- Origin: Lyon, France
- Genres: rock, raï, punk rock
- Years active: 1980–1990
- Labels: Mosquito, Barclay
- Past members: Rachid Taha, Djamel Dif, Mokhtar Amini, Mohamed Amini, Éric Vaquer, Jérôme Savy

= Carte de Séjour =

French musical band

Carte de Séjour (/fr/, lit. 'residence permit' or 'residence card') was a French rock band composed of Rachid Taha (vocals), Mohamed Amini (guitar), Moktar Amini (bass), and Jérôme Savy (lead guitar).

==History==
Carte de Séjour was founded in 1980 by Rachid Taha, Djamel Dif, Mokhtar Amini, Mohamed Amini and Éric Vaquer (guitar). Jérôme Savy, former guitarist of the French garage rock band Arsenic, replaced Vaquer some time later. The band's name was a reference to the residence card carried by immigrants in France.

After a major concert at the Palais des sports and performance at Place de la Bastille during the Marche des beurs, the band gained prominence with their rendition of Charles Trenet's Douce France. Carte de Séjour's cover of the well-known song played an important role in raising questions about the status of the Beurs and other descendants of postcolonial immigrants in France, as well as the struggle against mounting right-wing and racist policies of Front national in France.

The group included in its repertoire pop, rock, punk rock, traditional Arab music and gnawa music.
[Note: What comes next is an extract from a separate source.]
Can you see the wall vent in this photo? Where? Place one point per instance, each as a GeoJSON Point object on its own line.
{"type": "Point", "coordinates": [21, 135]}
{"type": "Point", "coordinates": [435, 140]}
The band split in 1990, after personnel changes and internal strife. Rachid Taha established a solo career and was considered one of the major singers of raï.

==Members of the group==
- Rachid Taha – lead vocals and composition (d. 2018)
- Djamel Dif – drums and composition on the first maxi single (except for "Halouf Nar")
- Mokhtar Amini – bass guitar, arrangements, composition
- Jérôme Savy – guitars, composition, arrangements replacing Éric Vaquer after he quit in May 1982
- Mohamed Amini – guitars, composition, arrangements

==Discography==
- 1982: Carte de séjour (maxi 45 rpm)
- 1983 Carte De Séjour
- 1984 Bleu De Marseille
- 1984 Rhorhomanie
- 1986 Douce France
- 1986 2½ (Deux Et Demi)
- 1987 Ramsa
- 1987 Ramsa (Cinq)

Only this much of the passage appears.